My friend Erin and I at our belt test! NEVER thought I'd be doing this as an adult! 
But you know what?  I felt guilty at first.  I felt like I was taking away their time (probably because the past few years have seemingly been all about them anyway).  I felt like even an hour a day was far too much time for me to give to myself and let my kids be "bored" or watch a show.  But the more I stuck to it, the more I discovered how much better of a mom I was to them.  I was happier, healthier, and had new goals for myself to achieve.  And the funny thing about this is that my five year old suddenly had a strong boost in his work ethic at martial arts.   Suddenly he wanted to get to karate early.  He had a million questions about how he can do things better.  My dedication to my health had a direct impact on my child.  It wasn't like at the "boring" gym where I'd drop them off at the childcare, do my work out in peace, and then pick them up.  Here, they actually see me work hard.  And it's making a difference in their perception of work ethic and who their mom really is as a person.

Belt Test #1: Me, Coach Darien (this guy's amazing), and my inspired little 5 year old ninja

It's not always easy.  There are days that they are difficult or make poor decisions, and there are always times when I need to jump out of my class to take my 3 year old to the bathroom.  I have to be flexible to help them, correct their behavior, or be there if they need me.  But for the most part, they enjoy hanging out together and having their own "down time" to just chill and watch a show or get ahead on the day's school work.  They enjoy sitting with other friends and talking or playing games.  Not having me to entertain them has been really good for them.

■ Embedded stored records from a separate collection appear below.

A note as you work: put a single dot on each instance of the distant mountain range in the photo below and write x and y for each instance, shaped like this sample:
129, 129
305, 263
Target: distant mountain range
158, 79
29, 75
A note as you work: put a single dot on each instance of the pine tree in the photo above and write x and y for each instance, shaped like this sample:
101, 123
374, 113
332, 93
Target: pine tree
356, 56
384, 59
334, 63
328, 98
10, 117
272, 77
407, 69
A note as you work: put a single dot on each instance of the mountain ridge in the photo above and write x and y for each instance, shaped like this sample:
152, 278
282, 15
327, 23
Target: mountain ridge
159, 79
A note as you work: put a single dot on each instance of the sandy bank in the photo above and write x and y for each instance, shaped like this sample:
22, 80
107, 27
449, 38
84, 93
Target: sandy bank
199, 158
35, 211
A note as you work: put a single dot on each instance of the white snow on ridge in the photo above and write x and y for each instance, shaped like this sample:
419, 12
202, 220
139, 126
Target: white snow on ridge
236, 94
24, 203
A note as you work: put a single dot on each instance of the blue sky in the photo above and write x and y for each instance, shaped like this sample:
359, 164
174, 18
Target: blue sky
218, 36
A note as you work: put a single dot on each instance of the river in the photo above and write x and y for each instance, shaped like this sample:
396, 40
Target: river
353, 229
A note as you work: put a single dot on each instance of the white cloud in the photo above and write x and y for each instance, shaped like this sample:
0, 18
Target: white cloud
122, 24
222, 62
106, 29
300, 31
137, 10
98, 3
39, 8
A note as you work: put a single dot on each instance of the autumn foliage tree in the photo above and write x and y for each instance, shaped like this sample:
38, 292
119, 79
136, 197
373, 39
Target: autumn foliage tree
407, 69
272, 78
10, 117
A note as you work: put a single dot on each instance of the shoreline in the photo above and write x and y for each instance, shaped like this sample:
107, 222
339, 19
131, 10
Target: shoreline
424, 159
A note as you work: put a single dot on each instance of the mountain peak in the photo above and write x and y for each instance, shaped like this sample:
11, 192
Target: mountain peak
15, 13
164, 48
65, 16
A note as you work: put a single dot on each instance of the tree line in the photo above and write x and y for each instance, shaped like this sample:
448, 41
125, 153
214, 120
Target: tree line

So, yes, I'm being selfish.
No, I won't stop anytime soon.
Yes, my children are well loved and cared for.
No, our family life doesn't need to revolve solely around them.

My kids' health is important...so is mine.  I'm happy to show my kids that I care about my health in the same way that I encourage them to care about their own health.  I'm leading by example.

Belt Test #1: I'm still a baby in this world, but I'm a baby with an orange belt...so there's that.
So for any other moms feeling guilty about taking time for YOU to feed YOUR own soul, (in whatever way that may look)...go for it.  Figure out something that you love and refreshes you, and DO IT.  Your kids will learn valuable lessons, and you will likely be a happier momma when you are caring for yourself as a priority instead of an afterthought.  Homeschooling moms-your whole day doesn't have to be about the children.  Real life is never only about ourselves anyway.  Teach them to value caring for themselves and encouraging others to do the same.  It's so worth it.


Side Note: My husband has always been good at this.  And I secretly was always bothered at him for being so "selfish" since I didn't prioritize myself like he did.  Now, I get it.  I totally get it.  And I'm so glad for his sake that he figured it out long ago.  Dad's need time for themselves, too.  I should've followed his lead sooner!